The Angel is crushed by a giant anvil. Yakko, Wakko and Dot run up to the anvil. They are back in their regular clothes.

Yakko: There you go! Didn't I tell you you'd love it?

Wakko: I think we made quite an impression on him.

Dot: Not as big as the impression it made on the street.

Yakko: Well, let's go sibs. We've got another big day at school tomorrow.

They run up into the watertower and shut the door. Cut to Acme Labs. The camera zooms in, then cuts to inside where Pinky and the Brain and inside their wire cage. Brain is diligently scribbling onto a blueprint.

Pinky: Well that didn't work, Brain.

Brain: No matter, Pinky. This monster will not be as coldly unemotional as the last. Yea, it shall be a volcano of emotions!

Pinky: Yay! Narf!

Brain: I can't wait to see the expression on their faces when they get home tomorrow!

Pinky: Why, Brain? What are we going to-

Brain: Not yet, Pinky! It's not time for that joke yet!

Pinky: Oh, right! Zort! Sorry, Brain.

Brain: Yes, tomorrow I'll show them. Nothing will be able to stand against my latest creation! YES!

Brain falls into a fit of maniacal laughter, which scares Pinky into hiding at the other side of the cage. Camera fades out.

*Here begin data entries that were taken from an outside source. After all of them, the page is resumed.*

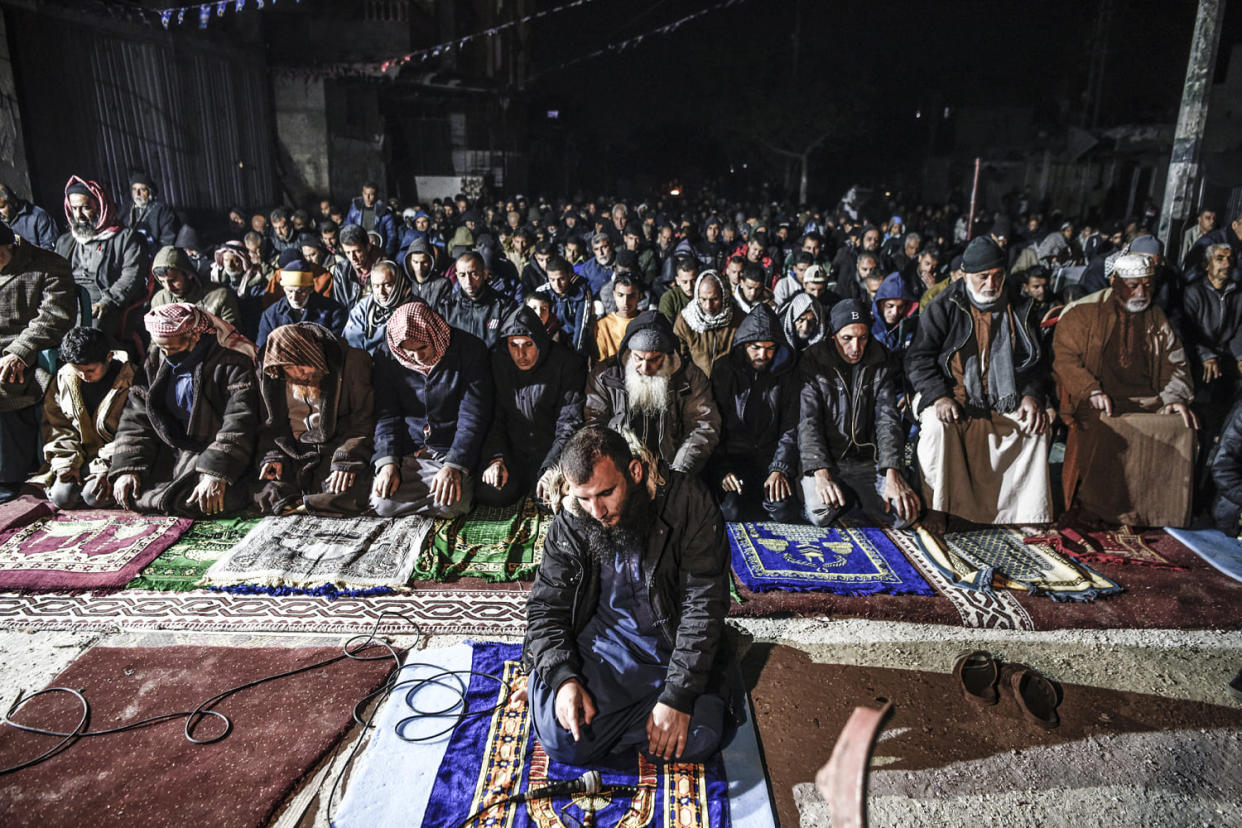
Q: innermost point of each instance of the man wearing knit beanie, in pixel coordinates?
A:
(852, 463)
(978, 378)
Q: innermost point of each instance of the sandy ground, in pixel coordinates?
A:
(1150, 734)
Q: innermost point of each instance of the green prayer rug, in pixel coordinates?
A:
(491, 543)
(181, 565)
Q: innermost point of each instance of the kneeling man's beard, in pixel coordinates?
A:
(648, 395)
(629, 536)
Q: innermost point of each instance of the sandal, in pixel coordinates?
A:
(1036, 694)
(978, 673)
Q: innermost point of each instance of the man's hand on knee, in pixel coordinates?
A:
(575, 708)
(667, 729)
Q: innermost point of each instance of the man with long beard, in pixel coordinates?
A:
(1125, 392)
(109, 261)
(979, 384)
(625, 623)
(314, 447)
(657, 394)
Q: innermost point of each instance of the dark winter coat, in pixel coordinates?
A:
(688, 430)
(848, 416)
(1214, 320)
(947, 327)
(35, 225)
(535, 410)
(575, 310)
(155, 224)
(37, 306)
(758, 409)
(686, 570)
(219, 440)
(384, 224)
(446, 411)
(114, 271)
(478, 317)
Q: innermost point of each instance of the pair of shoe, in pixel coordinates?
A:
(979, 673)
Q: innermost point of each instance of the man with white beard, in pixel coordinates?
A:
(656, 392)
(1125, 392)
(979, 384)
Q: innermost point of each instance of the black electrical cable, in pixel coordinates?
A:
(193, 718)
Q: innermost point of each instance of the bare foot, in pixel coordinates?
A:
(934, 522)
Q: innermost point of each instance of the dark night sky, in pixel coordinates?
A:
(676, 103)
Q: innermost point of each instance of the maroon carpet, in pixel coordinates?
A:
(1191, 597)
(85, 549)
(153, 776)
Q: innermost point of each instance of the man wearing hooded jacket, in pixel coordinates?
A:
(756, 390)
(109, 261)
(538, 406)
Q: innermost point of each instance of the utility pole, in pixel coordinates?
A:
(1187, 142)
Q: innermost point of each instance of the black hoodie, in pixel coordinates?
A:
(758, 409)
(535, 410)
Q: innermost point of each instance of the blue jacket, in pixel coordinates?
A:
(448, 411)
(35, 225)
(385, 225)
(321, 310)
(576, 313)
(596, 274)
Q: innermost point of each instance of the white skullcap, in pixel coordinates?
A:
(1135, 266)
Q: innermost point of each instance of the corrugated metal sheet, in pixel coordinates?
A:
(193, 114)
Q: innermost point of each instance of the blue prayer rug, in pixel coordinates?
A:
(795, 558)
(492, 756)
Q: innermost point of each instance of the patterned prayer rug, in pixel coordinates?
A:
(308, 551)
(492, 752)
(442, 611)
(1120, 546)
(153, 776)
(85, 550)
(1221, 551)
(181, 565)
(997, 558)
(491, 543)
(851, 560)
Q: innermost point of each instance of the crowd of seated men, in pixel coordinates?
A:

Scene opens the afternoon of the next day. Brain and Pinky are waiting in front of the watertower, which has the fence around it again. The Warners come running up and stop when they see the two mice.

Wakko: Not again.

Dot: Oh, hello.

Yakko: Listen, we like you and all, but usually we're the ones giving people a hard time.

Brain: Quiet! I am the one who will say who may stay and who must go.

Yakko: Our new friend.

Brain: You may have defeated my last creation, but this time there will be nothing you can do to stop me! Behold!

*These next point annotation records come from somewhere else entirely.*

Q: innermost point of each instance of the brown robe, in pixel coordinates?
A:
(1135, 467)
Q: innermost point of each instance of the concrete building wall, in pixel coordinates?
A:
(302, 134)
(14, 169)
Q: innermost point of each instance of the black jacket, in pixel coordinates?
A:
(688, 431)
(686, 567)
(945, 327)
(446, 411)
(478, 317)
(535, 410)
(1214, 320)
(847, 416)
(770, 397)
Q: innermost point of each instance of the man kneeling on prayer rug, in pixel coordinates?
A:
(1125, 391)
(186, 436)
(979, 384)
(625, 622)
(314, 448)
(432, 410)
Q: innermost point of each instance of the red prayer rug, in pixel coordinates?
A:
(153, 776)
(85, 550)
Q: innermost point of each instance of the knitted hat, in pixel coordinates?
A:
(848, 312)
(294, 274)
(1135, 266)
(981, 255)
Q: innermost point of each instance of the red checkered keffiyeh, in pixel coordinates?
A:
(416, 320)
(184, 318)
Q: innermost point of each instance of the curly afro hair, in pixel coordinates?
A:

The ground begins to shake as something massive begins to walk toward them. The Warners look up, surprised. A giant creature that looks like a cross between a bear and an iguana steps on camera. It is twice the size of the watertower and roars at the Warners. They hold their noses.

Warners: Ewwwwww!

Yakko: Talk about bad breath!

Dot: Would you like a mint? I've got extras.

The monster roars at them again.

Yakko: Aaaaaaaaaaaaaaaaaah I don't think he's interested.

Brain: YES! Bow before my superior creature!

Yakko: So, any suggestions?

Wakko: Not here.

Dot: Why don't you let me handle this one?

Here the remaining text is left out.